Generally speaking, we are all aware of the importance of establishing multiple sources of income. There could be nothing better than having both active and passive streams of income flowing into our bank accounts. However, post-retirement we will inadvertently end up depending more on our passive income sources. In this article, we shall explore what a retirement portfolio should look like.
Life insurance is important as it helps you secure your family’s financial needs even when you are not around. A term plan should suffice for this purpose. There is no need to get into exotic ULIPS due to their associated illiquidity and cost structure.
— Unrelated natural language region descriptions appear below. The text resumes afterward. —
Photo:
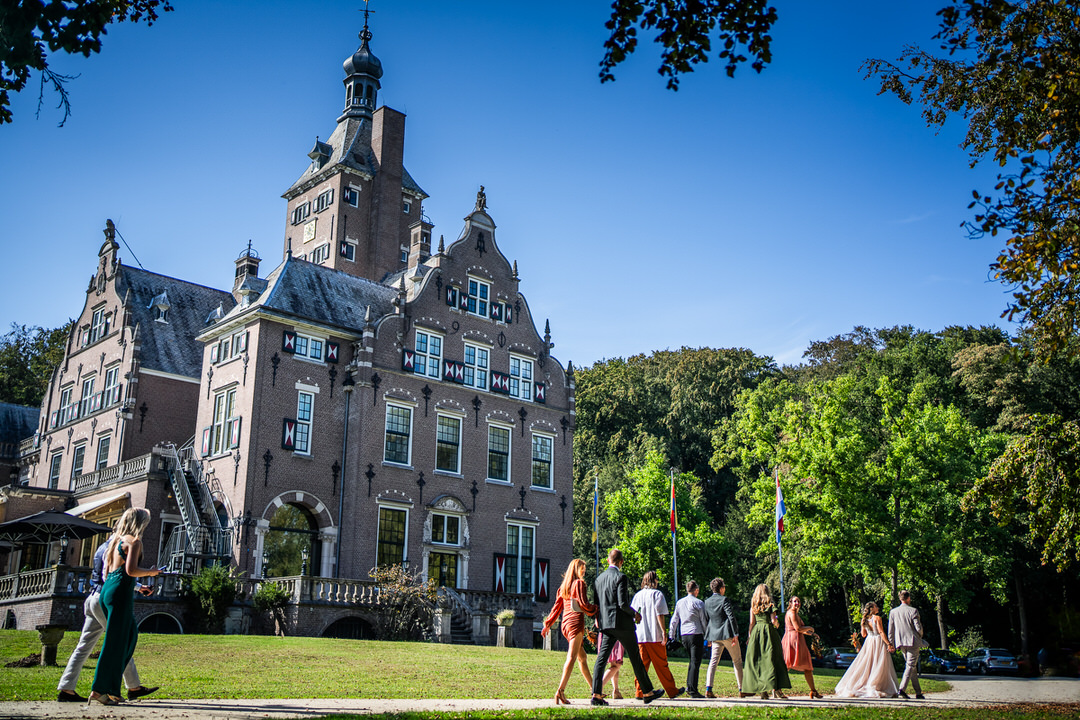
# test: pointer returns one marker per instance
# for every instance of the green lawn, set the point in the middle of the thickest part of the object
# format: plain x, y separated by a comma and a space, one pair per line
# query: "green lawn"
258, 666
It is a great way to prevent the risk of loss but not the best way to save for retirement.
EPF continues to be a comparatively favourable investment vehicle due to its EEE status, where the entire amount including principal and interest is exempt from taxation. The new budget permits tax deductions of up to Rs 2.5 lakhs p.a. for annual contributions towards the EPF.
Even the NPS gives unmatched tax benefits of up to 60% of the amount while the remaining 40% has to be converted into an annuity. There are options to match varying risk appetites, from debt only to aggressive funds with a 70:30, equity-debt structure.
You can also opt for Debt mutual funds or invest directly in G-sec funds. The VPF too offers great convenience and safety. Despite the tax implications, the government guarantee makes it a good option for high-income earners with very low-risk appetites.
Mutual funds continue to be a favourable investment theme. There are various themes as per differing risk profiles. One should be careful while investing in equity, especially when you are nearing retirement, to hedge against the risk of market volatility. You could avail of Portfolio Management Services for ticket sizes of Rs. 50 lakhs and above.
Gold & Real Estate
Gold will always be linked to inflation, so it is a good way to beat the effect of inflation but there is no economic activity linked to gold. Real Estate has the potential to make more than the inflation and provide good returns but it doesn’t make sense to include it in your retirement planning. It’s limited in the options it provides you, for e.g. Even to get Rs. 1 lakh you have to sell the entire property.
While drawing up your retirement plans, it’s a good idea to plan till the age of 90 years. By using a mix of debt & equity you can continue to earn returns even after retirement. Real assets too can be depended on to enjoy returns over inflation.
Planning your finances for retirement cannot be a one-time activity, it is an on-going process that must be done with due-diligence and prudence to achieve your set goals and be financially independent.